What to serve with Aloo Gobi
Cilantro Mint Chutney, Cucumber Raita, or plain yogurt go great with Aloo Gobi. Like most curries with drier consistencies, Aloo Gobi is usually served with roti, naan, or other bread. You can also pair with rice, serve it in a wrap, make tacos with it, use as a filling for parathas, and so much more!
How to Store and Reheat Aloo Gobi
Aloo Gobi keeps well in the fridge in an airtight container for 3-4 days. I wouldn’t recommend freezing it as I find the cubed potatoes lose taste and texture after being thawed.
More Vegan and Vegetarian curry recipes:
- Chana Masala – (Authentic Chickpea Curry)
- Aloo Palak (Spinach & Potato Curry)
- Zucchini/Courgette Curry (Toriyan)
- Okra Curry (Bhindi)
- Smoked Eggplant Curry (Baingan Bharta)
Tried this recipe? If you have a minute, please consider leaving a comment & star rating below and telling me how it was! If you’re on Instagram, please tag me so I can see your creations. I truly love hearing from you!

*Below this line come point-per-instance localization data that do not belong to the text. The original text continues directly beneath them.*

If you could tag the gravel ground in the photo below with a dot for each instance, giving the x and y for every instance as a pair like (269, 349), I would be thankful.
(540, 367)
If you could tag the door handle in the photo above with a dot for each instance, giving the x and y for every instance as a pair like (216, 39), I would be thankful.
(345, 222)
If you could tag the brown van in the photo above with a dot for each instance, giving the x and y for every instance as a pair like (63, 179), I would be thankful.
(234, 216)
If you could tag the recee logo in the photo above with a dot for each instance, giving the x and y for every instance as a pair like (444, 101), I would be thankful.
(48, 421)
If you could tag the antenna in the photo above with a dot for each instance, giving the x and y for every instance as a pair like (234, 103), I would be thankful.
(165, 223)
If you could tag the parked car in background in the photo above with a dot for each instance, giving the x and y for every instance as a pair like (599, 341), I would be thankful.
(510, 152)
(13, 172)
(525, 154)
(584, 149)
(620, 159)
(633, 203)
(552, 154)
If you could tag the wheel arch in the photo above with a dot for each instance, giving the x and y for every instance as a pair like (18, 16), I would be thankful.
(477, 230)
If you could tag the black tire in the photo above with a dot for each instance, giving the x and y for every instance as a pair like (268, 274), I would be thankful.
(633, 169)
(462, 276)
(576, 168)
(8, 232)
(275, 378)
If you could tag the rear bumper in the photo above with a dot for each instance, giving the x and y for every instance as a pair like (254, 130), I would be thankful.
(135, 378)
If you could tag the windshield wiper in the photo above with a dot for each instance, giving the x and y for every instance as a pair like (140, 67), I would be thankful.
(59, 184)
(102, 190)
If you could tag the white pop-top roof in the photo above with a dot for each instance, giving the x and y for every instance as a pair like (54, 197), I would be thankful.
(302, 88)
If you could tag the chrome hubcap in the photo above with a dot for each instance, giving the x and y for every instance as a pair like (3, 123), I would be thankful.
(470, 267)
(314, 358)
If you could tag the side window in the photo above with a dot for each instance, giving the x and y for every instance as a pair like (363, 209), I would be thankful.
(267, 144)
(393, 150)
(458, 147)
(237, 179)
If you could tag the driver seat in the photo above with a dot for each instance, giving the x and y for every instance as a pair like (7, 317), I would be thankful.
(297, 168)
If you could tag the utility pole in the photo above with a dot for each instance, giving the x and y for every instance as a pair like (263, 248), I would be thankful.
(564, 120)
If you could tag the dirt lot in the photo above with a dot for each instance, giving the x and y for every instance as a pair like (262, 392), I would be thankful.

Thank you!
Cauliflower and Potato Curry (Aloo Gobi Recipe)
- 1/4 cup grapeseed or other neutral oil
- 1 tsp cumin seeds
- 1 (~220-240 g) medium yellow onion, finely chopped
- 5 garlic cloves, crushed
- 3/4-1 inch piece ginger, crushed
- 2-3 (~300 g) small tomatoes (depending on how strong you want the tomato flavor), finely chopped
- 2 tsp coriander powder
- 1 tsp cumin powder
- 1/2 tsp turmeric powder
- 1/4-1/2 tsp red chili powder, or to taste
- 1/4 tsp ground black pepper
- 1 1/4 tsp salt
- 1 small (~1 lb chopped) head of cauliflower, cut into small florets with excess stems sliced
- 2 small (~350 g) russet potatoes, peeled and cut into 1/2-inch cubes, and placed in a bowl of water to prevent browning
- 1 small green chili pepper, sliced or chopped
- 1/2 tsp garam masala
- 1/2-1 tsp soy sauce (regular, GF soy sauce, or tamari), optional
- 1 tsp lemon or lime juice, plus more to taste
- 2 tbsp chopped cilantro leaves
- large non-stick or heavy-bottomed pot with lid
- Heat oil in a non-stick pan or heavy-bottomed pot over medium-high heat. Add the cumin seeds and let them sizzle for a few seconds. Add the chopped onion and sauté, stirring frequently, until it turns golden (~6-7 min).

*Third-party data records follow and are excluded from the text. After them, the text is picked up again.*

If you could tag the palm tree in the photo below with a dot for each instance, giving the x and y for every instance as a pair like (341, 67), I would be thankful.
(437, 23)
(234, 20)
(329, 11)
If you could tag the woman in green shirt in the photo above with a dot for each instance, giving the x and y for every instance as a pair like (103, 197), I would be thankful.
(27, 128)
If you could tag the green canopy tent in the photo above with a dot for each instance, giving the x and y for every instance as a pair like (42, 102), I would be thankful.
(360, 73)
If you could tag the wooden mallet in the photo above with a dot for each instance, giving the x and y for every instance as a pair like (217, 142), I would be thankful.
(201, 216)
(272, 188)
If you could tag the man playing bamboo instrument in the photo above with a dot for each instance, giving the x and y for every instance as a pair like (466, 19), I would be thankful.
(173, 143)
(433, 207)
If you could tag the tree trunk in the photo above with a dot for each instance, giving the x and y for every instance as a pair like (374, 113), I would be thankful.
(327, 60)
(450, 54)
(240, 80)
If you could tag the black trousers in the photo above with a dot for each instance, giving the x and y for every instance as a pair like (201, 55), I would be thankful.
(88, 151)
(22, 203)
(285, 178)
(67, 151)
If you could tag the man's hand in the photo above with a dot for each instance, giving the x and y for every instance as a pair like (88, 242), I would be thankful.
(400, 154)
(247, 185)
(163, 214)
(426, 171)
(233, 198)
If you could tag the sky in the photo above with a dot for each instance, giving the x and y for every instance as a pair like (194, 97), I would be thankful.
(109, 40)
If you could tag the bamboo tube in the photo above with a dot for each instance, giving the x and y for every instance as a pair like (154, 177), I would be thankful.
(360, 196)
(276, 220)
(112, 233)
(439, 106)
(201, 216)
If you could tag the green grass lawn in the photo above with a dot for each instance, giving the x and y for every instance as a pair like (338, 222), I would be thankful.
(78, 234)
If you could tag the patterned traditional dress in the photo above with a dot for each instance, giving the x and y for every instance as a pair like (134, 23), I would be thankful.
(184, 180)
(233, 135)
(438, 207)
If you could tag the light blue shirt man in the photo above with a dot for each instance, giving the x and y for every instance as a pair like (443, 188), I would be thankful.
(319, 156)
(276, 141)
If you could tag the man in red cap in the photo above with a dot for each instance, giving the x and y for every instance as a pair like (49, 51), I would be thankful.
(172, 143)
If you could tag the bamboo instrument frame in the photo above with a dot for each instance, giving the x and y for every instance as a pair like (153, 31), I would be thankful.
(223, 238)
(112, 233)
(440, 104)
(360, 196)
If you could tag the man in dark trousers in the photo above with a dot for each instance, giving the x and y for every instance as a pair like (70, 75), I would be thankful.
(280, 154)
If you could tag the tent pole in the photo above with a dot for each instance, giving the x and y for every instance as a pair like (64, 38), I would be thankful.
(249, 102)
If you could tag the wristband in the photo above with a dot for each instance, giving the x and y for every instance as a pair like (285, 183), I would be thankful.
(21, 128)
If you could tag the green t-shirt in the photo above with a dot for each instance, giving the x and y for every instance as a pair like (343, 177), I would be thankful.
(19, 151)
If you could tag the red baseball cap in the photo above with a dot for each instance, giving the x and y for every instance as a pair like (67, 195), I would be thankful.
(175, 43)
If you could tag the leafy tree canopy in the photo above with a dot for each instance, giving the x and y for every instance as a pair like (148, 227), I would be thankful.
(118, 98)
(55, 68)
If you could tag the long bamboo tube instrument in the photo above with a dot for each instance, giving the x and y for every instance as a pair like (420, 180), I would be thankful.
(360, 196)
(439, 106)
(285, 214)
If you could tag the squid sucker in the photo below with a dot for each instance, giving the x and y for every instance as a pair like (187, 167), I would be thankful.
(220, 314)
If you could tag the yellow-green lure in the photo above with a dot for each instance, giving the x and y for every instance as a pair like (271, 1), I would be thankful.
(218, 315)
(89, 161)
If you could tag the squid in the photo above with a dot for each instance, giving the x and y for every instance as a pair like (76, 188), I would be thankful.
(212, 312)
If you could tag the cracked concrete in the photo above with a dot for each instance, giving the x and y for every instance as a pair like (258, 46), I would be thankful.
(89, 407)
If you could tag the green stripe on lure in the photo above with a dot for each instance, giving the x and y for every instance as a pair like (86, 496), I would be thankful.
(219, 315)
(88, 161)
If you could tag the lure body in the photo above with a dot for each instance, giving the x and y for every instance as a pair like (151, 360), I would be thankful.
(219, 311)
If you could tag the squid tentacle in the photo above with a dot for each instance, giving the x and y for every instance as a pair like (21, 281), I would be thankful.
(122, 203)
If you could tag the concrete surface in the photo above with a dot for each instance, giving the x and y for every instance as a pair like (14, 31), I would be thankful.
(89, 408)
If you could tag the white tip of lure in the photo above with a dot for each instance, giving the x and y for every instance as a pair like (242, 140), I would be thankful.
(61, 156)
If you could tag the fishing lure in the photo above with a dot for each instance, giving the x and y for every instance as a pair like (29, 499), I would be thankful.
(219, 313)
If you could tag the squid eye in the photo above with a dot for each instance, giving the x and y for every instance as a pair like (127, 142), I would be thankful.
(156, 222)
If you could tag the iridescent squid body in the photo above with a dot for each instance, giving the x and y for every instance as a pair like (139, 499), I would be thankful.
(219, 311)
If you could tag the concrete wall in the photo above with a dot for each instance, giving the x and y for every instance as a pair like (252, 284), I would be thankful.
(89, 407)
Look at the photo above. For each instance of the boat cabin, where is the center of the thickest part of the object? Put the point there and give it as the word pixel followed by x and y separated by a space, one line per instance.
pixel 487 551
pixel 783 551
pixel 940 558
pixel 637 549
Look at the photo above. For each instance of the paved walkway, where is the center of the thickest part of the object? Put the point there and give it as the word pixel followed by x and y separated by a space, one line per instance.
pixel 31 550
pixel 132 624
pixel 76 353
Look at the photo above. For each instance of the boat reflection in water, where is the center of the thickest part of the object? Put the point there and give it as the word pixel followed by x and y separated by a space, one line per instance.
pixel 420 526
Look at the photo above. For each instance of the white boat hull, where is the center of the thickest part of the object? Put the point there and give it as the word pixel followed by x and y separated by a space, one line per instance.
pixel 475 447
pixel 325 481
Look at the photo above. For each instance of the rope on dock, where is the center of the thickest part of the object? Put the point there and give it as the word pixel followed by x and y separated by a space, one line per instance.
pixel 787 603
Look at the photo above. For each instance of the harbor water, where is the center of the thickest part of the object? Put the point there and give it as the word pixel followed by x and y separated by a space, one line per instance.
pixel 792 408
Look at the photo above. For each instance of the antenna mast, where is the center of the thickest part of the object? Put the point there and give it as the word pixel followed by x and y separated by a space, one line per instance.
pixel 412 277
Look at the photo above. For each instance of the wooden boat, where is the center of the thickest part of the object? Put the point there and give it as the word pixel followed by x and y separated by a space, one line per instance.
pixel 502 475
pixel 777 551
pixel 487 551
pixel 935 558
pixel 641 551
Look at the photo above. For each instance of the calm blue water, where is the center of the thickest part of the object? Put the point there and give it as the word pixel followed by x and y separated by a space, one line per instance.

- Add the garlic and ginger and sauté until the raw smell disappears, about 30 seconds. Add the tomatoes, spice powders (coriander, cumin, turmeric, red chili, black pepper) and salt. Cook until the tomatoes are soft and the oil begins to separate from them (~4-5 min). If needed, deglaze the pan with 2 tbsp of water to help the tomatoes.
- Add the potatoes, cauliflower, and green chili pepper. Sauté for about 5 minutes, until softened.
- Turn the heat down to low-medium, cover, and let cook for about 25 minutes, stirring once or twice in between. (See Note 1)
- When the vegetables are completely tender (there should be little resistance when you break the potato) and all the moisture is gone (See Note 2), turn off the heat.